I created some low-poly game assets in Maya to import into Unity to prototype the game and experiment with game mechanics. These represent the element of Water, plus a 3D version of the Sacral Chakra symbol.

Low-poly assets
Low-poly assets

After the initial game build, I felt they needed more color, so I used the Hypershader in Maya to give them some color for the final prototype. I also created some background texturing for the floor of the game.

Assets in Unity
Assets in Unity

I used the Roll a Ball tutorial for Unity as a template to create the game prototype.
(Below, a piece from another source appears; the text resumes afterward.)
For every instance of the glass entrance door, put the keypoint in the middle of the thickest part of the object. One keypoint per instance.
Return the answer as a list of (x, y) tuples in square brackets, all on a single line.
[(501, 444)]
I was really glad this tutorial allowed me to copy/paste the code provided as I followed along in Unity, because I have very little programming experience.

Here is the link to the final game prototype!
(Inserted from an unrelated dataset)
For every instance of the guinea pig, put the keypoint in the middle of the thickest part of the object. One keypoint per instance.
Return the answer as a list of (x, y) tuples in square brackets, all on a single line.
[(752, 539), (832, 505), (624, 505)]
SevenGyre 3D Interactive Scene

My project will be an interactive 3D model of a fantasy landscape to simulate the 2nd or “Sacral” Chakra known in Sanskrit as “Svadhisthana,” meaning “your own place.” (In traditions of Yoga practice there are seven Chakras that align along the spine.) The 2nd chakra is located along the lumbar vertebrae, slightly below the navel. It is associated with sensuality, creativity, passionate emotions, flow and flexibility. Associations with this chakra include:

  •         A circle with six petals
  •         A moon crescent
  •         The color orange
  •         Element of water

 

Symbol for the 2nd "Sacral" chakra
Symbol for the 2nd “Sacral” chakra

To make the scene interactive, I plan to create a series of objects that the player places in specific locations around a fountain. If they select the right objects, a spiral of colorful “energy” emerges from the fountain. I would also like to recreate the Koi fish I created in a previous class. I feel that using Zbrush will help me create a more realistic and beautiful model. If there is time, I would also like to create music soundtrack.

Similar projects:

  •         Deepak Chopra and Wevr Studio’s “Finding Your True Self,” a VR guided meditation
  •         Snowworld” a VR simulation developed by University of Washington Seattle and Harborview Burn Center. Used to assist burn patients alleviate pain.
  •        Yana VR Relaxation for Google Cardboard. Basic graphics of a beach environment with ambient music soundtract.

Software needed:

Unity, ZBrush, Maya, Photoshop, Audition (sound editing)

Unity screenshot
Unity screenshot

Assets needed:

  •         “Sphere” environment – a 360 ° environment/playscape
  •         Fountain
  •         Koi fish
  •         Assorted objects – mandala symbol disc, seashell, goblet, etc.
  •         Music

Estimated timeline for each asset:

Prototype scene assembly in Unity 2/21

Prototype game mechanics/interactivity 2/27

Refinement of objects…more to come…

 

Estimate budget:

Purchase Zbrush $500

Unknowns in software:

  •         Improving modeling skills
  •         How to make spiral energy in fountain
  •         Pipeline from creating objects in Zbrush and Maya then bringing them into Unity
  •         How to use Unity

Steps to complete prototype:

Create rapid prototype to test game mechanics, then refine modeling for each asset, optimize for Unity, import into Unity, refine game mechanics/interaction, import soundtrack and sound effects.